QLoRA is a recently developed finetuning approach that uses quantization to make LoRA even more memory-efficient, enabling you to fine-tune very large models on modest hardware.
Distributed Training
Distributed training helps when training a model on a single GPU is too slow or the model’s weights don’t fit into a single GPU. Having multiple GPUs deal with their own fraction of the training state and data helps maximize throughput, the amount of samples we can process per time unit. There are a couple frameworks readily available to help parallelize computation across multiple GPUs:
A. DeepSpeed
DeepSpeed is an open-source library that implements ZeRO, a new method to optimize memory usage during training. ZeRO significantly improves training speed and allows for larger models to be trained efficiently by partitioning input data across processes while getting rid of memory redundancies that are present in traditional data- and model-parallel training methods.

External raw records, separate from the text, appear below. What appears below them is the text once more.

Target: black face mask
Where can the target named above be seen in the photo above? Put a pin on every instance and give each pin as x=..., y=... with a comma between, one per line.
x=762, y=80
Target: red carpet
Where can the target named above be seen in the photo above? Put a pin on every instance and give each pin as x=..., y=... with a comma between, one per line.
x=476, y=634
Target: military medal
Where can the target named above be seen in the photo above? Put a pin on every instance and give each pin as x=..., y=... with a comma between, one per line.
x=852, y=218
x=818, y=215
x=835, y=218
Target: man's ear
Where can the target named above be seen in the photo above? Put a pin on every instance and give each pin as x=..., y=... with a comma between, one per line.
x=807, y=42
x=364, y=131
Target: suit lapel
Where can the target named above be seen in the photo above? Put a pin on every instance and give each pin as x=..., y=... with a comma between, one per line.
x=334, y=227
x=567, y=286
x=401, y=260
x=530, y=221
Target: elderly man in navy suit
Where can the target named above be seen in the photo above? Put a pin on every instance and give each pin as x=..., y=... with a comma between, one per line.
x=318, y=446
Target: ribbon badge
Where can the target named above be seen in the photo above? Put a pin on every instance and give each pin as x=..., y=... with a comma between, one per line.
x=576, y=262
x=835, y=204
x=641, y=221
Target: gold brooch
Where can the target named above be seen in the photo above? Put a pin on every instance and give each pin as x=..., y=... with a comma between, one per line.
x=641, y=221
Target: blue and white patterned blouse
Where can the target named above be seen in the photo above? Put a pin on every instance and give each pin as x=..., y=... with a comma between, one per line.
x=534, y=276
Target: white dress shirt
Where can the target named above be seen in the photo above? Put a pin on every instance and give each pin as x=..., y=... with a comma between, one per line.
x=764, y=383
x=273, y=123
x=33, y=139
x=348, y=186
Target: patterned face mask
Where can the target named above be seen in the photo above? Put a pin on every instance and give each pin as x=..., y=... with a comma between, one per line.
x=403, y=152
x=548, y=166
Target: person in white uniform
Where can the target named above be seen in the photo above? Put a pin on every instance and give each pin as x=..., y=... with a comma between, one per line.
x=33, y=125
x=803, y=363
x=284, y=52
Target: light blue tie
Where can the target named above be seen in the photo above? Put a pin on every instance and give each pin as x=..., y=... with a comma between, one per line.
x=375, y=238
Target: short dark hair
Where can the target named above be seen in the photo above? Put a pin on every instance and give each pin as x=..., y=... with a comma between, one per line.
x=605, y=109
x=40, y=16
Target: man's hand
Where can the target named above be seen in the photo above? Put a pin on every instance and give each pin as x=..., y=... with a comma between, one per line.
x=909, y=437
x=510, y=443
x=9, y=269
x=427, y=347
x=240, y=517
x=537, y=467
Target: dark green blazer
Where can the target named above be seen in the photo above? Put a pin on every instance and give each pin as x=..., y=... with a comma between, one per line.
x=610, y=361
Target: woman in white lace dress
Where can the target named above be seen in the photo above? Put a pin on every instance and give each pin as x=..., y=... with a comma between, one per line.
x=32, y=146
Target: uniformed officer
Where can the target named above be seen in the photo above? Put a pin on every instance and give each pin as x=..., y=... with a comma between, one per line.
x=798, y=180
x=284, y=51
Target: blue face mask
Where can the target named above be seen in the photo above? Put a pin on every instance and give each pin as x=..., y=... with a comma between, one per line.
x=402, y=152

In their tests, ZeRO was able to train models with over 100 billion parameters using 400 GPUs, achieving a throughput of 15 Petaflops (a measure of computing speed).

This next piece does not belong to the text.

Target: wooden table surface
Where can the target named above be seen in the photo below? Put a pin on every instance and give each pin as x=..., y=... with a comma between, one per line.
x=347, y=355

The benefits of ZeRO/DeepSpeed are that it simplifies the training process. For instance, it can train models with up to 13 billion parameters without the need for model parallelism. This is beneficial because model parallelism can be complex and harder for researchers to implement.
B. Fully Sharded Data Parallelism (FSDP)
FSDP helps speed up training with fewer GPUs by partitioning a model’s parameters into shards across multiple GPUs.
For example, if a model has 1 billion parameters and you have 4 GPUs, each GPU could hold 250 million parameters. With FSDP, these parameters could be updated in parallel, and only the necessary parameters for a given forward or backward pass need to be loaded onto each GPU, reducing the overall memory footprint.
FSDP is a relatively simple and easy way to get started with distributed training. It is recommended to use FSDP if you are new to distributed parallel training, and only to use DeepSpeed if you know you will need cutting edge features that are not available with FSDP.
Modal’s llm-finetuning guide implements training with LoRA and Deepspeed, and is configurable with many other SOTA techniques.
C. accelerate
accelerate
simplifies the process of running models on multiple GPUs or CPUs,
without requiring a deep understanding of distributed computing principles.
Conclusion
Fine-tuning an LLM allows you to customize existing general-purpose models for your specific use case.
To make your LLM fine-tuning job more efficient, consider leveraging techniques like LoRA or model sharding (using frameworks like Deepspeed). Modal’s fine-tuning template implements many of these techniques out of the box, allowing you to quickly spin up distributed training jobs in the cloud.
By fine-tuning an open-source model like Llama 2 or Mistral on Modal, you can obtain a customized model that excels at your particular use case, at a fraction of the cost and latency of off-the-shelf API services.